Re: questions on networks and hardware

From: John Nielsen <lists@jnielsen.net>
To: "ceph-devel@vger.kernel.org" <ceph-devel@vger.kernel.org>
Subject: Re: questions on networks and hardware
Date: Mon, 21 Jan 2013 16:15:08 -0700	[thread overview]
Message-ID: <86F63F32-4C61-4F12-9EB0-925AD4FF1864@jnielsen.net> (raw)
In-Reply-To: <50FC2682.3020601@widodh.nl>

Thanks all for your responses! Some comments inline.

On Jan 20, 2013, at 10:16 AM, Wido den Hollander <wido@widodh.nl> wrote:

> On 01/19/2013 12:34 AM, John Nielsen wrote:
>> I'm planning a Ceph deployment which will include:
>> 	10Gbit/s public/client network
>> 	10Gbit/s cluster network
>> 	dedicated mon hosts (3 to start)
>> 	dedicated storage hosts (multiple disks, one XFS and OSD per disk, 3-5 to start)
>> 	dedicated RADOS gateway host (1 to start)
>> 
>> I've done some initial testing and read through most of the docs but I still have a few questions. Please respond even if you just have a suggestion or response for one of them.
>> 
>> If I have "cluster network" and "public network" entries under [global] or [osd], do I still need to specify "public addr" and "cluster addr" for each OSD individually?
> 
> Already answered, but no. You don't need to. The OSDs will bind to the available IP in that network.
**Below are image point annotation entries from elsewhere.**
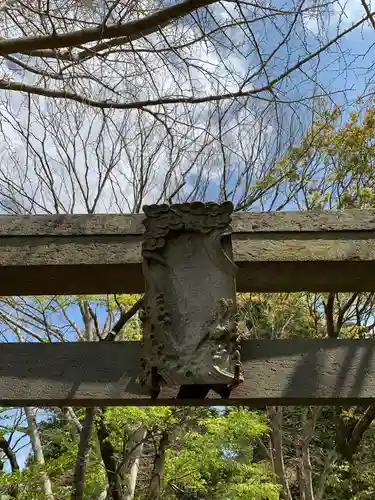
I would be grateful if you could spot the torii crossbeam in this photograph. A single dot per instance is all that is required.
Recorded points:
(274, 252)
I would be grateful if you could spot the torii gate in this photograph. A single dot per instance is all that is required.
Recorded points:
(188, 244)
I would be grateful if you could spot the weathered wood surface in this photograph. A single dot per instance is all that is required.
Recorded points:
(285, 251)
(313, 372)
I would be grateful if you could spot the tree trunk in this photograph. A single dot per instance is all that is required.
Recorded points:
(38, 450)
(115, 489)
(131, 467)
(276, 422)
(308, 427)
(328, 462)
(155, 486)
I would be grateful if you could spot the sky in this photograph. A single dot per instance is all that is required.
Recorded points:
(355, 81)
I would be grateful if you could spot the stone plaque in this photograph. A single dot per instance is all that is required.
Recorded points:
(189, 314)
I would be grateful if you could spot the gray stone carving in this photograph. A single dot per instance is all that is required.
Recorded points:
(189, 314)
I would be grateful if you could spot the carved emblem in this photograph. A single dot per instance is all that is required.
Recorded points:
(189, 315)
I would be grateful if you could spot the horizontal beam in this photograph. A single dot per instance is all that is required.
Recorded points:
(276, 372)
(283, 251)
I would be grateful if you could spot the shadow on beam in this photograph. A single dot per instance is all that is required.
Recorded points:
(295, 372)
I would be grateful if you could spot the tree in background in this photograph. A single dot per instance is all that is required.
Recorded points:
(108, 105)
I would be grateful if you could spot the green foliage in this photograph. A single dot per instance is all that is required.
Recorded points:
(217, 460)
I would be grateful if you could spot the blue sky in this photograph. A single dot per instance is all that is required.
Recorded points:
(332, 74)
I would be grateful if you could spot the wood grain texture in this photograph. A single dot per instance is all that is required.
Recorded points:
(243, 222)
(285, 251)
(277, 372)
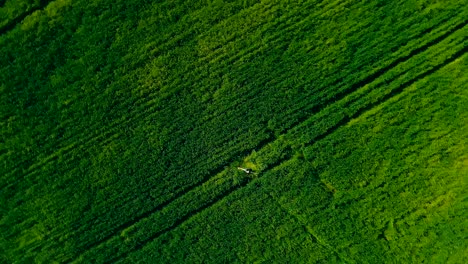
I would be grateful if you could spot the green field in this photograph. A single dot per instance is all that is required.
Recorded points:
(123, 124)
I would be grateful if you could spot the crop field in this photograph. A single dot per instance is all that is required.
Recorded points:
(123, 124)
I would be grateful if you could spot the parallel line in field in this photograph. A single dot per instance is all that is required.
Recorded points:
(346, 120)
(388, 96)
(149, 107)
(195, 186)
(234, 59)
(127, 121)
(183, 219)
(342, 123)
(308, 230)
(14, 22)
(326, 100)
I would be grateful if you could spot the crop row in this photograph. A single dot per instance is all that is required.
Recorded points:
(257, 158)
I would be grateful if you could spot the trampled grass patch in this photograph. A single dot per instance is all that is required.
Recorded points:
(123, 124)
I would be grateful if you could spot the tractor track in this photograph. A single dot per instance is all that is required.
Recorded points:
(319, 137)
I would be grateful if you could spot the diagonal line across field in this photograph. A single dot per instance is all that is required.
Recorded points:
(342, 122)
(190, 188)
(320, 137)
(160, 207)
(12, 24)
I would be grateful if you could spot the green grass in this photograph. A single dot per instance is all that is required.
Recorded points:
(123, 123)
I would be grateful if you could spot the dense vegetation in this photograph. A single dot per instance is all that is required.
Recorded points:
(123, 124)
Nice. That's how I hoped/assumed it would work but I have seen some configurations on the web that include both so I wanted to make sure.

>> Which network(s) should the monitor hosts be on? If both, is it valid to have more than one "mon addr" entry per mon host or is there a different way to do it?
> 
> They should be on the "public" network since the clients also need to be able to reach the monitors.
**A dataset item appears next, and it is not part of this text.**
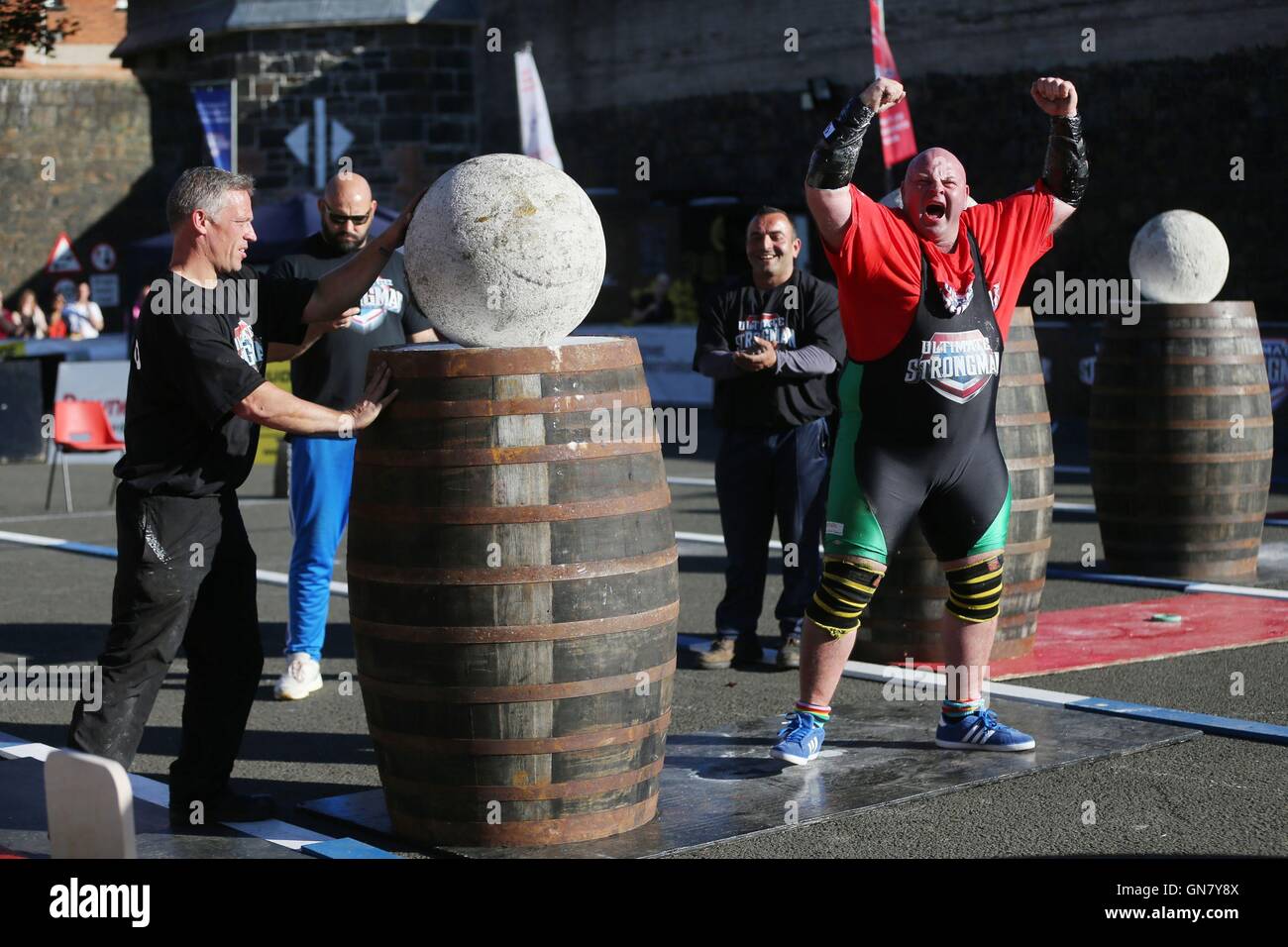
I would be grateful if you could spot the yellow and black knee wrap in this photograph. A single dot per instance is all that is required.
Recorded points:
(844, 591)
(975, 591)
It sounds (from other followups) like there is work on adding some awareness of the cluster network to the monitor but it's not there yet. I'll stay tuned. It would be nice if the monitors and OSD's together could form a reachability map for the cluster and give the option of using the public network for the affected subset of OSD traffic in the event of a problem on the cluster network. Having the monitor(s) connected to the cluster network might be useful for that...

Then again, a human should be involved if there is a network failure anyway; manually changing the network settings in the Ceph config as a temporary workaround is already an option I suppose.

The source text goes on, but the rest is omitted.